Credit extension fails to cheer Colombo bourse
View(s):Lifting of credit restrictions this week failed to cheer the Colombo share market which fell for four straight days this week, raising questions as to whether analysts got it wrong in saying earlier that lack of credit is a serious problem
Tushan Wickramasinghe, Managing Director/CEO of Capital TRUST Securities (Pvt), among those who pushed for more credit, however on Friday noted that the removal of credit restrictions on brokers was requested not to push the market but merely to correct the anomalies in the rules. It would also provide more credit facilities to small investors who can’t access bank finance, he said.
Murtaza Jafferjee, CEO JB Stockbrokers told the Business Times that in a situation where both the economic growth and the earnings growth have dropped, the credit relaxation by the Securities and Exchange Commission
(SEC) won’t compensate for the cost of interest on the credit given. “If credit was extended for free (hypothetically), then it’ll be fine, but that’s not the case.” He noted that the market will display a ‘yo-yo’ and be sideways for sometime.
Another analyst said that the market has been down for the most part of this year and it’s wrong to assume it had anything to do with credit. On Friday share prices picked up.

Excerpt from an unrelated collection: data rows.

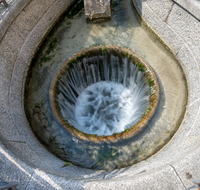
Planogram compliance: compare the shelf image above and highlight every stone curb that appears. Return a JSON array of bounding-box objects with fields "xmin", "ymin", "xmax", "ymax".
[
  {"xmin": 174, "ymin": 0, "xmax": 200, "ymax": 20},
  {"xmin": 0, "ymin": 0, "xmax": 31, "ymax": 41},
  {"xmin": 0, "ymin": 0, "xmax": 200, "ymax": 189}
]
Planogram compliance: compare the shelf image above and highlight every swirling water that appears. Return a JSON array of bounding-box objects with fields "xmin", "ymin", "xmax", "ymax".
[{"xmin": 58, "ymin": 53, "xmax": 149, "ymax": 136}]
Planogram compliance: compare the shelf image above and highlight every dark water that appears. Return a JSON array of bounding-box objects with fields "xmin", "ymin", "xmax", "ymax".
[{"xmin": 25, "ymin": 0, "xmax": 187, "ymax": 170}]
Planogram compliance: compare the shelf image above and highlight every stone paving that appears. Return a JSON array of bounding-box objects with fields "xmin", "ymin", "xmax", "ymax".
[{"xmin": 0, "ymin": 0, "xmax": 200, "ymax": 190}]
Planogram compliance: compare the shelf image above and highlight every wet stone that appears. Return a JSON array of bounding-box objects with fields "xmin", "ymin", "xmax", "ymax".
[{"xmin": 84, "ymin": 0, "xmax": 111, "ymax": 22}]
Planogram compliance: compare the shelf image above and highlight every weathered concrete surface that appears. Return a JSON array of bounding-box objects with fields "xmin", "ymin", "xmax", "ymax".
[
  {"xmin": 0, "ymin": 0, "xmax": 200, "ymax": 190},
  {"xmin": 174, "ymin": 0, "xmax": 200, "ymax": 20},
  {"xmin": 84, "ymin": 0, "xmax": 111, "ymax": 21},
  {"xmin": 0, "ymin": 0, "xmax": 30, "ymax": 37}
]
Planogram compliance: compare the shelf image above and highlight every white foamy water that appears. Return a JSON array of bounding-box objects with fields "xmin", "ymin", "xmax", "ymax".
[
  {"xmin": 75, "ymin": 81, "xmax": 147, "ymax": 136},
  {"xmin": 58, "ymin": 53, "xmax": 149, "ymax": 136}
]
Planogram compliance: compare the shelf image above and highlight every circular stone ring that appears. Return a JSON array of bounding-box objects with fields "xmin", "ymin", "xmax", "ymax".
[{"xmin": 49, "ymin": 46, "xmax": 159, "ymax": 143}]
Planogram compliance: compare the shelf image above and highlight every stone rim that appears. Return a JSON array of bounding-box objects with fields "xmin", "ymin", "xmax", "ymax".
[{"xmin": 49, "ymin": 45, "xmax": 159, "ymax": 144}]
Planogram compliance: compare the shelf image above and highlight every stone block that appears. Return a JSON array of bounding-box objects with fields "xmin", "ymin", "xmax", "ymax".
[
  {"xmin": 0, "ymin": 144, "xmax": 34, "ymax": 190},
  {"xmin": 146, "ymin": 0, "xmax": 173, "ymax": 22},
  {"xmin": 176, "ymin": 44, "xmax": 200, "ymax": 104},
  {"xmin": 0, "ymin": 0, "xmax": 31, "ymax": 37},
  {"xmin": 167, "ymin": 2, "xmax": 200, "ymax": 65},
  {"xmin": 172, "ymin": 145, "xmax": 200, "ymax": 187},
  {"xmin": 174, "ymin": 0, "xmax": 200, "ymax": 20},
  {"xmin": 0, "ymin": 106, "xmax": 21, "ymax": 141},
  {"xmin": 133, "ymin": 0, "xmax": 184, "ymax": 54},
  {"xmin": 84, "ymin": 0, "xmax": 111, "ymax": 21},
  {"xmin": 86, "ymin": 166, "xmax": 185, "ymax": 190},
  {"xmin": 12, "ymin": 0, "xmax": 55, "ymax": 39}
]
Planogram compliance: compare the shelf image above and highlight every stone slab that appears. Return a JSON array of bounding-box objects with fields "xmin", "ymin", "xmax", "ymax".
[
  {"xmin": 172, "ymin": 144, "xmax": 200, "ymax": 188},
  {"xmin": 87, "ymin": 166, "xmax": 185, "ymax": 190},
  {"xmin": 132, "ymin": 0, "xmax": 184, "ymax": 54},
  {"xmin": 0, "ymin": 106, "xmax": 21, "ymax": 141},
  {"xmin": 84, "ymin": 0, "xmax": 111, "ymax": 21},
  {"xmin": 146, "ymin": 0, "xmax": 174, "ymax": 22},
  {"xmin": 174, "ymin": 0, "xmax": 200, "ymax": 20},
  {"xmin": 0, "ymin": 143, "xmax": 34, "ymax": 190},
  {"xmin": 12, "ymin": 0, "xmax": 55, "ymax": 39},
  {"xmin": 27, "ymin": 166, "xmax": 185, "ymax": 190},
  {"xmin": 167, "ymin": 1, "xmax": 200, "ymax": 65},
  {"xmin": 0, "ymin": 0, "xmax": 31, "ymax": 37}
]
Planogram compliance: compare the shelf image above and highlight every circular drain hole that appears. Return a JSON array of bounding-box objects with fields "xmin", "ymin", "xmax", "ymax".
[{"xmin": 49, "ymin": 46, "xmax": 159, "ymax": 142}]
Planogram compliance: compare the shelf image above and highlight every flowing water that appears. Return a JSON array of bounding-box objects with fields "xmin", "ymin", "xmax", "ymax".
[
  {"xmin": 57, "ymin": 53, "xmax": 149, "ymax": 136},
  {"xmin": 25, "ymin": 0, "xmax": 187, "ymax": 170}
]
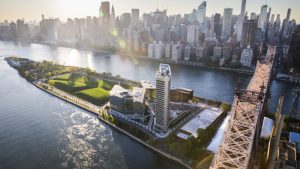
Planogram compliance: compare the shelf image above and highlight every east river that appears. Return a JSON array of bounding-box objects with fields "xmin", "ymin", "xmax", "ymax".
[{"xmin": 0, "ymin": 41, "xmax": 300, "ymax": 169}]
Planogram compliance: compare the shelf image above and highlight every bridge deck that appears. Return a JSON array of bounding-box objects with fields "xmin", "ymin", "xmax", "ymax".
[{"xmin": 210, "ymin": 46, "xmax": 276, "ymax": 169}]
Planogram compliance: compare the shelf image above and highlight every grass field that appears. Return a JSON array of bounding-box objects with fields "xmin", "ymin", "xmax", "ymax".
[
  {"xmin": 49, "ymin": 80, "xmax": 87, "ymax": 93},
  {"xmin": 48, "ymin": 74, "xmax": 116, "ymax": 105},
  {"xmin": 75, "ymin": 88, "xmax": 109, "ymax": 105}
]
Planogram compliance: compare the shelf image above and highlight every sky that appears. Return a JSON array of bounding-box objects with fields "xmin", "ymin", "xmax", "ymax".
[{"xmin": 0, "ymin": 0, "xmax": 300, "ymax": 23}]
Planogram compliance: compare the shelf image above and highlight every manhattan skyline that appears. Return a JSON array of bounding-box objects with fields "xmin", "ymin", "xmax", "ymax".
[{"xmin": 0, "ymin": 0, "xmax": 300, "ymax": 23}]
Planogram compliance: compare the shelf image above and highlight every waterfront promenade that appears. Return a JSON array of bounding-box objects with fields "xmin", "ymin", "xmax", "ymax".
[{"xmin": 33, "ymin": 81, "xmax": 192, "ymax": 169}]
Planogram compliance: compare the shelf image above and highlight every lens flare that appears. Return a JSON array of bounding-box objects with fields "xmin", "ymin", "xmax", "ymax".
[{"xmin": 119, "ymin": 39, "xmax": 126, "ymax": 49}]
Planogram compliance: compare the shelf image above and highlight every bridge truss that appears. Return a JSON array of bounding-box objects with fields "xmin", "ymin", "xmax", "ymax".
[{"xmin": 210, "ymin": 46, "xmax": 276, "ymax": 169}]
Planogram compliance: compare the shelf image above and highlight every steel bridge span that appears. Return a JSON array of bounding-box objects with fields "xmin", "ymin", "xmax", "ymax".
[{"xmin": 210, "ymin": 46, "xmax": 276, "ymax": 169}]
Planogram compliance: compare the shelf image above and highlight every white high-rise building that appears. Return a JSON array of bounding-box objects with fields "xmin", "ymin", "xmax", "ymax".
[
  {"xmin": 222, "ymin": 8, "xmax": 233, "ymax": 39},
  {"xmin": 235, "ymin": 0, "xmax": 246, "ymax": 42},
  {"xmin": 240, "ymin": 46, "xmax": 253, "ymax": 67},
  {"xmin": 148, "ymin": 43, "xmax": 154, "ymax": 58},
  {"xmin": 258, "ymin": 5, "xmax": 268, "ymax": 32},
  {"xmin": 154, "ymin": 64, "xmax": 171, "ymax": 132},
  {"xmin": 154, "ymin": 41, "xmax": 165, "ymax": 59},
  {"xmin": 197, "ymin": 1, "xmax": 206, "ymax": 26},
  {"xmin": 165, "ymin": 43, "xmax": 172, "ymax": 59},
  {"xmin": 187, "ymin": 25, "xmax": 199, "ymax": 44},
  {"xmin": 172, "ymin": 42, "xmax": 183, "ymax": 61},
  {"xmin": 184, "ymin": 45, "xmax": 192, "ymax": 61}
]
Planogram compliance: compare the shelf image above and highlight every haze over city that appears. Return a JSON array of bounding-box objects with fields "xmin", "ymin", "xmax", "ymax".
[
  {"xmin": 0, "ymin": 0, "xmax": 300, "ymax": 169},
  {"xmin": 0, "ymin": 0, "xmax": 300, "ymax": 23}
]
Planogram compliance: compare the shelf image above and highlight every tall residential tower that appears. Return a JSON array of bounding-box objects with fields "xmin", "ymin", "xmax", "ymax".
[{"xmin": 155, "ymin": 64, "xmax": 171, "ymax": 132}]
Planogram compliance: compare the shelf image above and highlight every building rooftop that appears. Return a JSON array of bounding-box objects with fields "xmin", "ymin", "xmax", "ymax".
[
  {"xmin": 141, "ymin": 80, "xmax": 156, "ymax": 89},
  {"xmin": 181, "ymin": 109, "xmax": 221, "ymax": 137},
  {"xmin": 289, "ymin": 132, "xmax": 300, "ymax": 152},
  {"xmin": 260, "ymin": 117, "xmax": 274, "ymax": 138},
  {"xmin": 109, "ymin": 85, "xmax": 130, "ymax": 97},
  {"xmin": 132, "ymin": 87, "xmax": 146, "ymax": 103},
  {"xmin": 157, "ymin": 64, "xmax": 171, "ymax": 77}
]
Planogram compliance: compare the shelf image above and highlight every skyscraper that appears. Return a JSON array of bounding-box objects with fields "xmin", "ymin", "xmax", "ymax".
[
  {"xmin": 131, "ymin": 9, "xmax": 140, "ymax": 26},
  {"xmin": 222, "ymin": 8, "xmax": 233, "ymax": 39},
  {"xmin": 197, "ymin": 1, "xmax": 206, "ymax": 26},
  {"xmin": 155, "ymin": 64, "xmax": 171, "ymax": 132},
  {"xmin": 288, "ymin": 25, "xmax": 300, "ymax": 69},
  {"xmin": 241, "ymin": 0, "xmax": 247, "ymax": 15},
  {"xmin": 214, "ymin": 13, "xmax": 222, "ymax": 37},
  {"xmin": 258, "ymin": 5, "xmax": 268, "ymax": 32},
  {"xmin": 110, "ymin": 5, "xmax": 116, "ymax": 25},
  {"xmin": 99, "ymin": 1, "xmax": 110, "ymax": 23},
  {"xmin": 235, "ymin": 0, "xmax": 246, "ymax": 42},
  {"xmin": 241, "ymin": 19, "xmax": 257, "ymax": 48}
]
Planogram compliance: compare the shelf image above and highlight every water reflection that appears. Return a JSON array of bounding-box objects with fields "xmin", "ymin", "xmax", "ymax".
[{"xmin": 0, "ymin": 41, "xmax": 300, "ymax": 113}]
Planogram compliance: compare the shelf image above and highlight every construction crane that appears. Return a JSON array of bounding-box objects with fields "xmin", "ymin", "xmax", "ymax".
[{"xmin": 290, "ymin": 88, "xmax": 300, "ymax": 118}]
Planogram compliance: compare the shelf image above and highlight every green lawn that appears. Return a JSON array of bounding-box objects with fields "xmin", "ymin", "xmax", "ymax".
[
  {"xmin": 48, "ymin": 80, "xmax": 87, "ymax": 93},
  {"xmin": 55, "ymin": 74, "xmax": 71, "ymax": 80},
  {"xmin": 98, "ymin": 80, "xmax": 116, "ymax": 90},
  {"xmin": 48, "ymin": 74, "xmax": 127, "ymax": 105},
  {"xmin": 75, "ymin": 88, "xmax": 109, "ymax": 105}
]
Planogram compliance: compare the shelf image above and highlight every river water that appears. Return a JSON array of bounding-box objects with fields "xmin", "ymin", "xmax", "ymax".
[{"xmin": 0, "ymin": 41, "xmax": 300, "ymax": 169}]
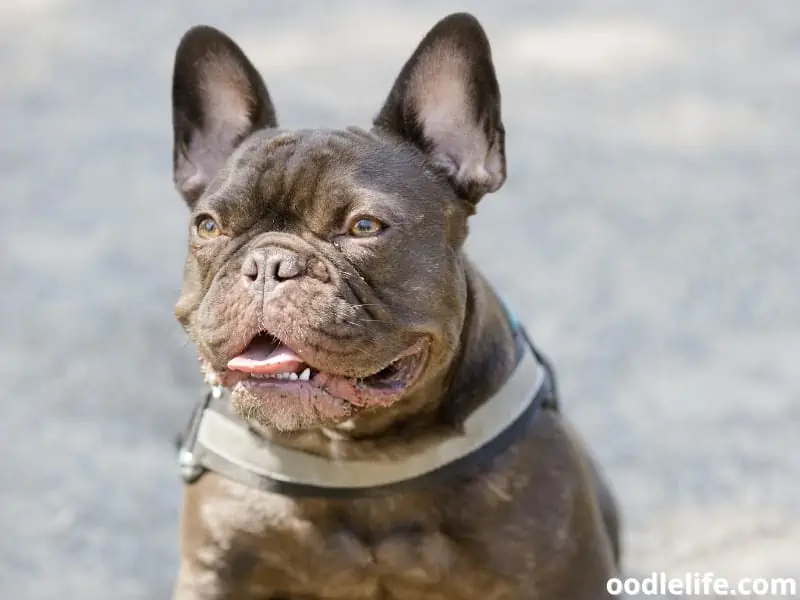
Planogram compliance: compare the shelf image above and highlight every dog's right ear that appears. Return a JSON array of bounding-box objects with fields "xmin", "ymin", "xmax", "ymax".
[{"xmin": 172, "ymin": 25, "xmax": 277, "ymax": 206}]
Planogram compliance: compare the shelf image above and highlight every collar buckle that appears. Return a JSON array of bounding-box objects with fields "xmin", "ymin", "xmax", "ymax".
[{"xmin": 177, "ymin": 385, "xmax": 222, "ymax": 484}]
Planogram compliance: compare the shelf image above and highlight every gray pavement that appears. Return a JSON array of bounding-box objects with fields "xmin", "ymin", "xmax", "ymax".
[{"xmin": 0, "ymin": 0, "xmax": 800, "ymax": 600}]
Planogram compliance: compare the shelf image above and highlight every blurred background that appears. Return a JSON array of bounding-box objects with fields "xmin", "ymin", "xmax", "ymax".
[{"xmin": 0, "ymin": 0, "xmax": 800, "ymax": 600}]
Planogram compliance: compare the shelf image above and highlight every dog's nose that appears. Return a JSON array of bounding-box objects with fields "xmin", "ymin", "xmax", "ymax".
[{"xmin": 242, "ymin": 248, "xmax": 304, "ymax": 290}]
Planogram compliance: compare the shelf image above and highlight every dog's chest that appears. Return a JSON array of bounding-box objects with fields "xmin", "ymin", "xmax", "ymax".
[{"xmin": 206, "ymin": 486, "xmax": 509, "ymax": 600}]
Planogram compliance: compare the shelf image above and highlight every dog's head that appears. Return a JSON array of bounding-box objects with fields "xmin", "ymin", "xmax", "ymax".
[{"xmin": 172, "ymin": 14, "xmax": 506, "ymax": 430}]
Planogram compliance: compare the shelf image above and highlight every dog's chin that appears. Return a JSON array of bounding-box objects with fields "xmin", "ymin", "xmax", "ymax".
[{"xmin": 205, "ymin": 336, "xmax": 429, "ymax": 431}]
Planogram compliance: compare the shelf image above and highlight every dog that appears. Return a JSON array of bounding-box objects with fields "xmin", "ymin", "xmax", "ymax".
[{"xmin": 167, "ymin": 13, "xmax": 620, "ymax": 600}]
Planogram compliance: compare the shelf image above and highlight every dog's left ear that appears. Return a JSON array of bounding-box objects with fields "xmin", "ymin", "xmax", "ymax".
[{"xmin": 374, "ymin": 13, "xmax": 506, "ymax": 205}]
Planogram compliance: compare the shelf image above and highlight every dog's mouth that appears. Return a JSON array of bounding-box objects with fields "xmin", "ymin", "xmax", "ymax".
[{"xmin": 211, "ymin": 333, "xmax": 428, "ymax": 416}]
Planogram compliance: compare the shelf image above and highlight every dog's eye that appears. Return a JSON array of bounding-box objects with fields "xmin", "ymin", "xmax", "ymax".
[
  {"xmin": 197, "ymin": 216, "xmax": 221, "ymax": 240},
  {"xmin": 348, "ymin": 217, "xmax": 386, "ymax": 237}
]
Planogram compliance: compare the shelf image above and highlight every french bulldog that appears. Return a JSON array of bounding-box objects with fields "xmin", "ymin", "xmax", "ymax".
[{"xmin": 167, "ymin": 13, "xmax": 620, "ymax": 600}]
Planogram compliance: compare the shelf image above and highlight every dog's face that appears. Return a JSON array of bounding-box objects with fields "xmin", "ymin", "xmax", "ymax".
[{"xmin": 172, "ymin": 14, "xmax": 505, "ymax": 430}]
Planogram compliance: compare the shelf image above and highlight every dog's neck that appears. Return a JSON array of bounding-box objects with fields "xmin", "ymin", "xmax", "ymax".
[{"xmin": 250, "ymin": 258, "xmax": 515, "ymax": 459}]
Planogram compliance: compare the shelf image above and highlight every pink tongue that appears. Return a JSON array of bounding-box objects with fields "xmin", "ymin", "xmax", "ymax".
[{"xmin": 228, "ymin": 341, "xmax": 305, "ymax": 374}]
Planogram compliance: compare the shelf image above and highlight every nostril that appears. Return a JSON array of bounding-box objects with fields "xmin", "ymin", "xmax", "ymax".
[
  {"xmin": 242, "ymin": 256, "xmax": 258, "ymax": 281},
  {"xmin": 272, "ymin": 255, "xmax": 303, "ymax": 281}
]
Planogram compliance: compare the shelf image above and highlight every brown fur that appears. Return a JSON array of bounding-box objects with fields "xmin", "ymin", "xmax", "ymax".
[{"xmin": 167, "ymin": 14, "xmax": 619, "ymax": 600}]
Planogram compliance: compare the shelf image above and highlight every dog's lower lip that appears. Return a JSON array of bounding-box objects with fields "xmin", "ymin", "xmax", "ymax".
[{"xmin": 221, "ymin": 343, "xmax": 427, "ymax": 407}]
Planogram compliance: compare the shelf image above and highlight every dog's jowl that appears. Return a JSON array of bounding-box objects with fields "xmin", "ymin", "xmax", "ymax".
[{"xmin": 167, "ymin": 14, "xmax": 619, "ymax": 600}]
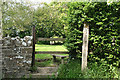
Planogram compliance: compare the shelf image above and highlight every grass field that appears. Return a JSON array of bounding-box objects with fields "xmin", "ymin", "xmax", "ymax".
[
  {"xmin": 35, "ymin": 44, "xmax": 68, "ymax": 67},
  {"xmin": 35, "ymin": 44, "xmax": 67, "ymax": 51}
]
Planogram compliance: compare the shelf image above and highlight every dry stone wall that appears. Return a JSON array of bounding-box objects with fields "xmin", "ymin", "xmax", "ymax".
[{"xmin": 2, "ymin": 36, "xmax": 32, "ymax": 78}]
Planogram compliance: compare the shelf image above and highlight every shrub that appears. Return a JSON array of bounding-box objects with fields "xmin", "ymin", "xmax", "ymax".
[{"xmin": 65, "ymin": 2, "xmax": 120, "ymax": 67}]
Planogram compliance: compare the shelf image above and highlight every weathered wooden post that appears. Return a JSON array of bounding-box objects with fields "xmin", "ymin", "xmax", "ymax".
[
  {"xmin": 81, "ymin": 23, "xmax": 89, "ymax": 71},
  {"xmin": 0, "ymin": 0, "xmax": 3, "ymax": 80},
  {"xmin": 31, "ymin": 26, "xmax": 35, "ymax": 67}
]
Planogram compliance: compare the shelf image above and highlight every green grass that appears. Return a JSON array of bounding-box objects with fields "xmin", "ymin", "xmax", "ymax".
[
  {"xmin": 35, "ymin": 44, "xmax": 68, "ymax": 51},
  {"xmin": 57, "ymin": 59, "xmax": 120, "ymax": 80},
  {"xmin": 35, "ymin": 44, "xmax": 68, "ymax": 67}
]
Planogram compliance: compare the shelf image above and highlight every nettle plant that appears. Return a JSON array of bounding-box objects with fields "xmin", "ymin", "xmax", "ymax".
[{"xmin": 65, "ymin": 2, "xmax": 120, "ymax": 67}]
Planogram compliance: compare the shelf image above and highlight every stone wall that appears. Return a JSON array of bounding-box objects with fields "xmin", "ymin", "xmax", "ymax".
[{"xmin": 2, "ymin": 36, "xmax": 32, "ymax": 78}]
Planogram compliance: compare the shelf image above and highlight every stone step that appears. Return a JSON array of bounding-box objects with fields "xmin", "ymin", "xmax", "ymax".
[
  {"xmin": 26, "ymin": 67, "xmax": 58, "ymax": 78},
  {"xmin": 37, "ymin": 67, "xmax": 58, "ymax": 74}
]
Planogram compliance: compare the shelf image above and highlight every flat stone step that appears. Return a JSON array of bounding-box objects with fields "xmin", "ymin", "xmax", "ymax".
[
  {"xmin": 37, "ymin": 67, "xmax": 58, "ymax": 74},
  {"xmin": 26, "ymin": 67, "xmax": 58, "ymax": 78}
]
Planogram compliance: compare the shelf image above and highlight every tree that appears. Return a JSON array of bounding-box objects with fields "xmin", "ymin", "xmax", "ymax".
[{"xmin": 3, "ymin": 1, "xmax": 33, "ymax": 36}]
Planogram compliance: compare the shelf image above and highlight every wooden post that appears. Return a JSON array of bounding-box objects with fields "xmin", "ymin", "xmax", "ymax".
[
  {"xmin": 31, "ymin": 26, "xmax": 35, "ymax": 67},
  {"xmin": 0, "ymin": 0, "xmax": 3, "ymax": 80},
  {"xmin": 81, "ymin": 23, "xmax": 89, "ymax": 71}
]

“When new SEC chairman Nalaka Godahewa took over (in end-August), the market was up by 15-20 per cent as the sentiment had improved. He actually did nothing, but the (price) surge was purely driven by sentiment,” he said, noting that this clearly shows that the CSE’s drop during the past had in fact ‘nothing’ to do with extending credit.
“The market was undervalued for a while and it required a catalyst. With foreign buyers coming in, it got activated,” a stockbroker said.